The World in U.S. Courts: Fall 2015 - Personal Jurisdiction/Forum Non Conveniens | July.09.2015

Xilinx, Inc. v. Papst Licensing GMBH & Co.KG, U.S. District Court for the Northern District of California, July 9, 2015

Plaintiff corporations, designers and manufacturers of a type of semiconductor, sought declaratory judgments from the U.S. District Court for the Northern District of California that their products did not infringe certain patents held by the Defendant, a German corporation specializing solely in the monetization and licensing of intellectual property rights. The Defendant moved to dismiss the Plaintiffs' suit for lack of personal jurisdiction.

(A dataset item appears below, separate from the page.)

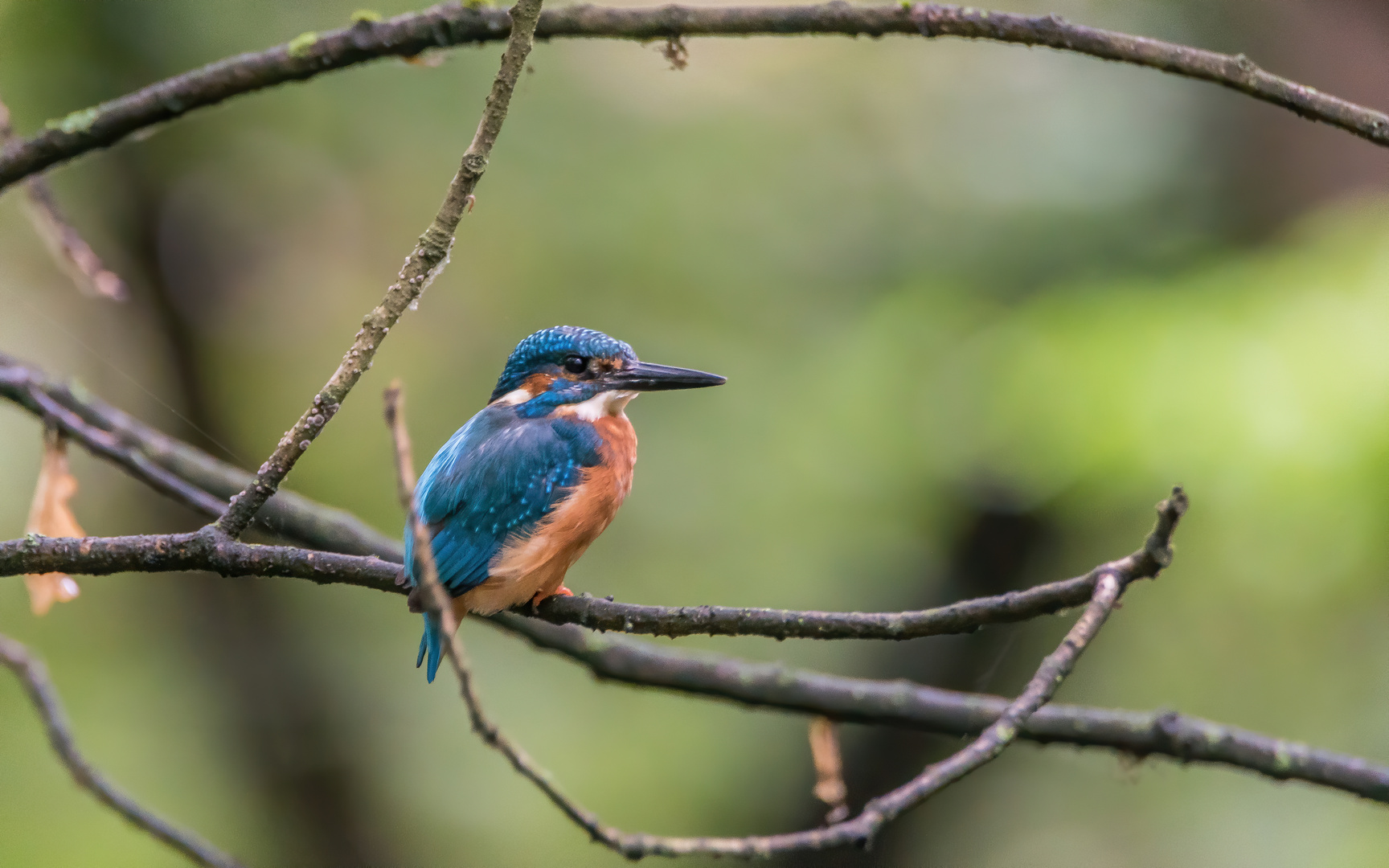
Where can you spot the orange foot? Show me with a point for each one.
(541, 596)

The Court observed that personal jurisdiction over Papst was to be determined first with regard to the scope of jurisdiction under California law, and then was to be measured against the Due Process Clause U.S. Constitution. The Court noted, however, that California asserted jurisdiction to the full extent of the Due Process clause, and so only a single inquiry need be made.

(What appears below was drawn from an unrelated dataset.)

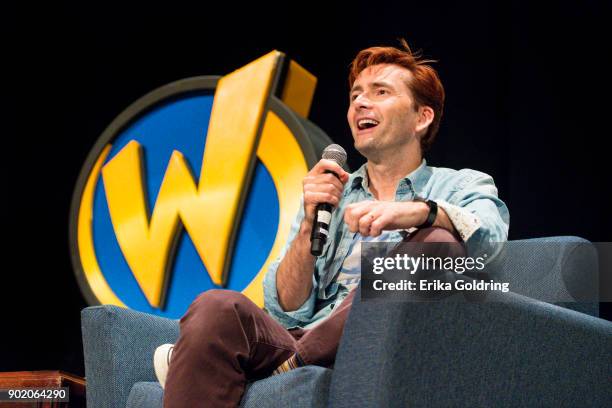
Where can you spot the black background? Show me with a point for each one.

The Court quickly disposed of the plaintiffs' claim of general personal jurisdiction over Papst, finding that the requirement of the U.S. Supreme Court's Daimler decision that general jurisdiction could ordinarily be asserted against a non-U.S. corporation only where the corporation could be considered "at home" could not be satisfied. While a closer question, the Court also found insufficient contacts to support specific personal jurisdiction. Applying Federal Circuit law because this is a patent case, the Court first noted that in declaratory judgment actions for non-infringement, such as the one presented here, only activities related to the "enforcement" of the patent or the "defense of the validity" of the patents-in-suit are relevant to the jurisdictional determination. In other words, evidence of activities such as a defendant's "manufacturing, use, offer for sale, or sale of goods" in the State would not bear on the specific jurisdiction analysis. By contrast, actions such as "initiating judicial or extra-judicial patent enforcement within the forum, or entering into an exclusive license agreement or other undertaking which imposes enforcement obligations with a party residing or regularly doing business in the forum," would be relevant.

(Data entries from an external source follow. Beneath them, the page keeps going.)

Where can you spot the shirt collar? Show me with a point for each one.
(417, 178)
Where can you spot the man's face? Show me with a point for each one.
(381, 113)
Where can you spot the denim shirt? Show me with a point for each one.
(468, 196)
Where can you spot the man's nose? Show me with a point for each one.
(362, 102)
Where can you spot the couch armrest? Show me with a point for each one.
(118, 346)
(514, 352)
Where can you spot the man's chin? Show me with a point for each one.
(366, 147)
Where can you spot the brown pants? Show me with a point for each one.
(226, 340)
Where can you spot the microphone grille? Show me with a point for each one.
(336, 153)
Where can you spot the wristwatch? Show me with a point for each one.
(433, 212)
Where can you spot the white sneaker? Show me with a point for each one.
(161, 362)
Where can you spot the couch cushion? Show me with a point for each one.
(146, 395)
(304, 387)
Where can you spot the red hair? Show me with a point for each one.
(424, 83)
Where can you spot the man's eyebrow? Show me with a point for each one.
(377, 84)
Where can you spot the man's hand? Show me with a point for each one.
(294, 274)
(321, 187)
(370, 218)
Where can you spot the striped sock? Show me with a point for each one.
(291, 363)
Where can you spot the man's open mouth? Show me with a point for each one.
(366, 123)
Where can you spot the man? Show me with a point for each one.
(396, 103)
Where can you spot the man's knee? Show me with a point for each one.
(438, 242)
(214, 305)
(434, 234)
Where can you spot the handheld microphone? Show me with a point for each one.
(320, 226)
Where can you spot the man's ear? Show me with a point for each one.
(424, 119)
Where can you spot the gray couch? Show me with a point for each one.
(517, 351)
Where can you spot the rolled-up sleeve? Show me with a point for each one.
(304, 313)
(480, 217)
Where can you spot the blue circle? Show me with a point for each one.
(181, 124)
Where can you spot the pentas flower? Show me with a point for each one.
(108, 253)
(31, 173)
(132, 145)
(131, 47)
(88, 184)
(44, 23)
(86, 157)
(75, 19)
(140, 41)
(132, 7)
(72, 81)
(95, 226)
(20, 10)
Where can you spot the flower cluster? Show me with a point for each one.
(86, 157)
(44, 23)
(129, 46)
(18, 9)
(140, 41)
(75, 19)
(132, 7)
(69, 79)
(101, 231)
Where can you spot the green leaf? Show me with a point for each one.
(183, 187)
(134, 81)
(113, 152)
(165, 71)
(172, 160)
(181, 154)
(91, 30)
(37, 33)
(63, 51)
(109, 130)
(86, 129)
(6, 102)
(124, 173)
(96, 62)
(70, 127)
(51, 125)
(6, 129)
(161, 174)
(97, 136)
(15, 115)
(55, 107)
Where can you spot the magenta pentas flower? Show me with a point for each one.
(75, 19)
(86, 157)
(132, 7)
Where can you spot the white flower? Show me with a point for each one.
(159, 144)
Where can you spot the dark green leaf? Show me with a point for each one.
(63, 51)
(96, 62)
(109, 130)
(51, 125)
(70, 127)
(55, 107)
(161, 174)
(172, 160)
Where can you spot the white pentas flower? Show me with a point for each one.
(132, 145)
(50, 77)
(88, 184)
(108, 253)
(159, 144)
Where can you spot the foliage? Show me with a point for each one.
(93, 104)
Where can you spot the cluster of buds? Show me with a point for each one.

The Court considered a large number of potential factual bases for specific jurisdiction, but rejected them all. Thus, Papst's cease-and-desist letters to Plaintiffs were found insufficient to create personal jurisdiction. So, too, were Papst's meetings with Plaintiffs in California (which were merely part of an attempt to license the patents), its maintenance of a "license targets" list; its retention of California patent counsel, who only made three maintenance fee payments over a twenty year term; and its hiring of a Texas attorney to undertake extrajudicial patent enforcement activities. The Court also rejected as unsubstantiated Plaintiff's claims that Defendant had threatened their customers.

Finding no basis for the assertion of general or specific jurisdiction over Papst, the Court dismissed the case.